Opferrollen und Ohrfeigen in Mannheim

In Adams Fuge (Secession Verlag 2011) bil­det der Migrationshintergrund des halb tür­kisch­stäm­mi­gen Protagonisten Adem Öztürk ali­as Adam Imp den Ausgangspunkt einer schier end­lo­sen Serie wech­seln­der und unüber­schau­ba­rer Identitäten. Davon wer­den auch all jene affi­ziert, mit denen Adem in Kontakt kommt. Gleichzeitig wird eine Spirale der Gewalt in Gang gesetzt. Und das geht so: Uhly lässt Adem in Mannheim im Schosse einer sechs­köp­fi­gen Familie auf­wach­sen, wobei der tür­ki­sche Vater sei­ne deut­sche Ehefrau ger­ne mal spi­tal­reif prü­gelt. Als aber Adem acht Lenze zählt, ver­schwin­det die Mutter eines Nachts, des Familienoberhaupts, der häus­li­chen Gewalt und ihrer Opferrolle über­drüs­sig.

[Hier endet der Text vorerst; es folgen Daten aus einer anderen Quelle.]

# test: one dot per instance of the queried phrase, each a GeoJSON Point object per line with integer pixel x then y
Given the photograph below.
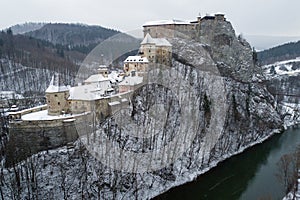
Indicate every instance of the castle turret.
{"type": "Point", "coordinates": [56, 95]}
{"type": "Point", "coordinates": [156, 50]}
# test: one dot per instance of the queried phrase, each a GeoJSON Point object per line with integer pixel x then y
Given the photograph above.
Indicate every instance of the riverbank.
{"type": "Point", "coordinates": [250, 175]}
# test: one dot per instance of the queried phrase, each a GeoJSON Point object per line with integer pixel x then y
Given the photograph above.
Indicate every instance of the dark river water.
{"type": "Point", "coordinates": [249, 175]}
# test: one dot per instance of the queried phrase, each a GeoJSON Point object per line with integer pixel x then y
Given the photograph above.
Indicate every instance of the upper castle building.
{"type": "Point", "coordinates": [178, 28]}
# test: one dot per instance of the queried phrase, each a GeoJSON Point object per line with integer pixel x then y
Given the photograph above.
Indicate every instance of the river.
{"type": "Point", "coordinates": [248, 176]}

Der brüs­kier­te Vater fin­det dar­auf­hin zu tief­from­mer Religiosität und fasst den Entschluss, sei­ne vier Kinder – nach­dem er von deren gehei­men Treffen mit ihrer Mutter Wind bekom­men hat – in sei­nem alten Mercedes in die gelob­te Türkei zu (ent-)führen, «wo ein Mann noch ein Mann war und eine Frau noch sei­ne Frau». Daselbst lässt er sich an einer Koranschule zum staat­lich geprüf­ten Imam aus­bil­den, macht sich dar­an, Adems älte­re Schwester Evin zei­tig zu ver­hei­ra­ten – die sich der Ehe mit dem Gebetsteppichhändler von gegen­über aller­dings durch einen töd­li­chen Sprung vom Balkon ent­zieht −, und deckt Adem selbst mit päd­ago­gisch wert­vol­len Ohrfeigen ein. Was aller­dings wenig Wirkung zeigt: Adem bleibt sei­nen älte­ren Brüdern Çem und Faruk in Sachen Virilität auch wei­ter­hin klar unter­le­gen und soll das Versäumte des­halb in der Armee nach­ho­len.

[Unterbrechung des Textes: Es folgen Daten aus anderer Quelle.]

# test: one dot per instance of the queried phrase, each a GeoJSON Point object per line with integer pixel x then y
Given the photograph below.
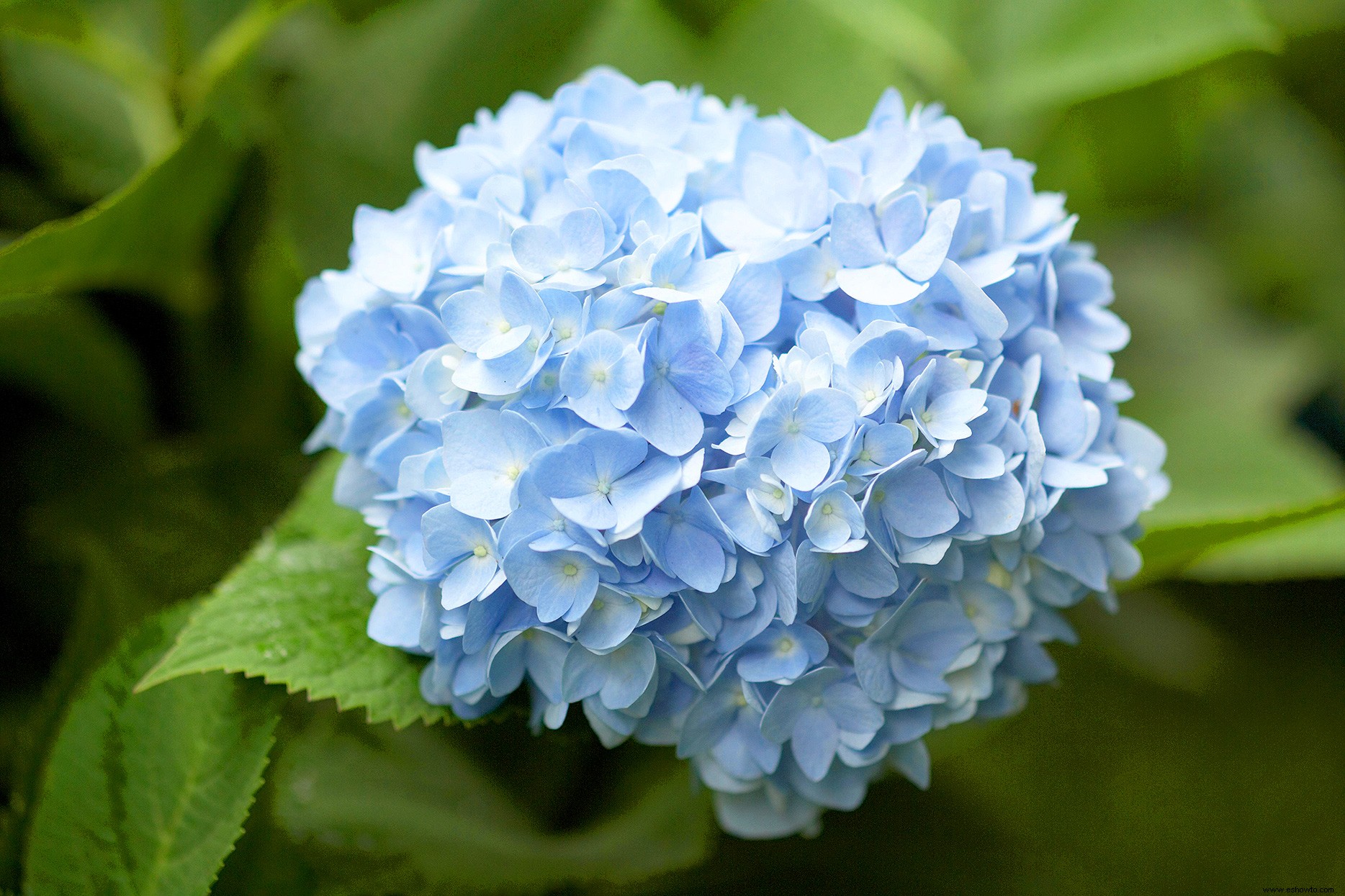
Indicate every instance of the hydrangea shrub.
{"type": "Point", "coordinates": [774, 450]}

Eine Killer-Karriere wie im Bilderbuch

In Ausübung sei­ner mili­tä­ri­schen Pflicht gerät Adem unver­se­hens in die Fänge des tür­ki­schen Geheimdienstes, und sein Curriculum Vitae ver­zeich­net bald eine wach­sen­de Zahl äus­serst hand­fe­ster Aufträge, ins­be­son­de­re nach sei­ner Rückkehr nach Deutschland (nun als Adam). Eine Bilderbuch-Killer-Karriere, die aber weni­ger auf Adems/Adams genui­nen Ehrgeiz als viel­mehr dar­auf zurück­zu­füh­ren ist, dass etli­che (mit­ein­an­der kon­kur­rie­ren­de) Geheimdienste Adams Hintergrund als Migrant geschickt für ihre Zwecke zu nut­zen wis­sen. International rüh­ri­ger Top-Shot und im Grunde easy zu füh­ren, wird er zum will­fäh­ri­gen Vollstrecker frem­der Schiessbefehle und ver­schafft sich so ein gesi­cher­tes Einkommen. Eine Win-Win-Situation, oder?

Zwei Wermutstropfen gibt es: Einerseits ver­kommt Adam zum Spielball unsicht­bar agie­ren­der Kräfte, wor­un­ter die den­ke­ri­schen Kapazitäten, die emo­tio­na­le und sozia­le Intelligenz und schliess­lich die Identität des Jungspundes zu lei­den haben. Ärgerlich an der Sache ist ander­seits ein Phänomen, das ihn im wahr­sten Sinne des Wortes ver­folgt: Unerklärlicherweise erschei­nen jeweils kurz nach einer erfolg­rei­chen Exekution die Geister der Getöteten vor Adams gei­sti­gem Auge, um die­sen ins Gespräch zu ver­wickeln und ordent­lich zu ver­wir­ren – was unge­mein komisch zu lesen ist.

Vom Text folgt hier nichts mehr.